Let $k,d\in\mathbb N$ and $f:\mathbb R^d\to\mathbb R^k$ be Fréchet differentiable. Say that $x^\ast\in\mathbb R^d$ is critical if $$\not\exists x\in\mathbb R^d:f(x)<f(x^\ast)\tag1$$ (component-wisely). It's easy to show that $x^\ast\in\mathbb R^d$ is critical if and only if there is a $\lambda\in[0,\infty)^k$ with $\sum_{i=1}^k\lambda_i=1$ and $${\rm D}f(x^\ast)^\ast\lambda=\sum_{i=1}^k\lambda_i\nabla f_i(x^\ast)=0\tag2.$$
Question 1: Now, let $x^\ast\in\mathbb R^d$ and $\lambda\in\mathbb R^k$ with $(2)$. Does $(1)$ it still need to hold?
Question 2: And how precisely is $(1)$ related to the linear independence of $\nabla f_1(x^\ast),\ldots,\nabla f_k(x^\ast)$?
Regarding the first question: Clearly, the only thing missing is the nonnegativity and normalization of the weights, but I guess this could be crucial.

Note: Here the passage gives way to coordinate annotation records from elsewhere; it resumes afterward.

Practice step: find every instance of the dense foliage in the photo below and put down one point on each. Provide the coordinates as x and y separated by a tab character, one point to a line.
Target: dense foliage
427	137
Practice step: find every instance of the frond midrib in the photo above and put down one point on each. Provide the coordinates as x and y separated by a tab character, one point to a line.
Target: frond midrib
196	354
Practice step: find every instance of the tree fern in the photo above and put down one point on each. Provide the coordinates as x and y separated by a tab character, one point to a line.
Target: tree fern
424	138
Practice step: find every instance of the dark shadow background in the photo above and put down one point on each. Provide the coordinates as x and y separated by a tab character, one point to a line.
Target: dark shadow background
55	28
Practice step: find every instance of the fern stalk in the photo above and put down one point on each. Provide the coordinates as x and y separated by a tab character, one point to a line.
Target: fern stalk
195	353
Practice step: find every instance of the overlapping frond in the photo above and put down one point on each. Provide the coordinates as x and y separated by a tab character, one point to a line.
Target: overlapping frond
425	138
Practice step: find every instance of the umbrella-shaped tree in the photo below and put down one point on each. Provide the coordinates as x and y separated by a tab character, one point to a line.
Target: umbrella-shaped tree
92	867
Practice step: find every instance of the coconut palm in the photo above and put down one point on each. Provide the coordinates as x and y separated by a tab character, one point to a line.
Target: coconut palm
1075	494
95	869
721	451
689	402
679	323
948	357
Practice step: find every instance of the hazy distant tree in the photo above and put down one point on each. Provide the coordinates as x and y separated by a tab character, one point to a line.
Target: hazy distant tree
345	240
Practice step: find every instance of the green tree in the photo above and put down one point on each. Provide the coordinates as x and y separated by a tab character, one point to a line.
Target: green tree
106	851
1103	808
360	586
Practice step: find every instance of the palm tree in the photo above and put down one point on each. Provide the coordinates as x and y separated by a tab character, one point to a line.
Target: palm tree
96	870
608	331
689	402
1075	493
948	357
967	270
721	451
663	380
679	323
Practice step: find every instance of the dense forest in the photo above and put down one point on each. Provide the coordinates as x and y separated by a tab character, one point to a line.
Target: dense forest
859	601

Regarding the second question: I know that $\nabla f_1(x^\ast),\ldots,\nabla f_k(x^\ast)$ are the rows of $A:={\rm D}f(x)\in\mathbb R^{k\times d}$ and that they are linearly independent if and only if one of the following equivalent conditions hold:
- $\forall\lambda\in\mathbb R^k:A^\ast\lambda=0\Rightarrow\lambda=0$;
- $A^\ast$ is injective;
- $A$ is surjective.
However, can it be inferred from the linear independence of $\nabla f_1(x^\ast),\ldots,\nabla f_k(x^\ast)$ that $x^\ast$ is critical?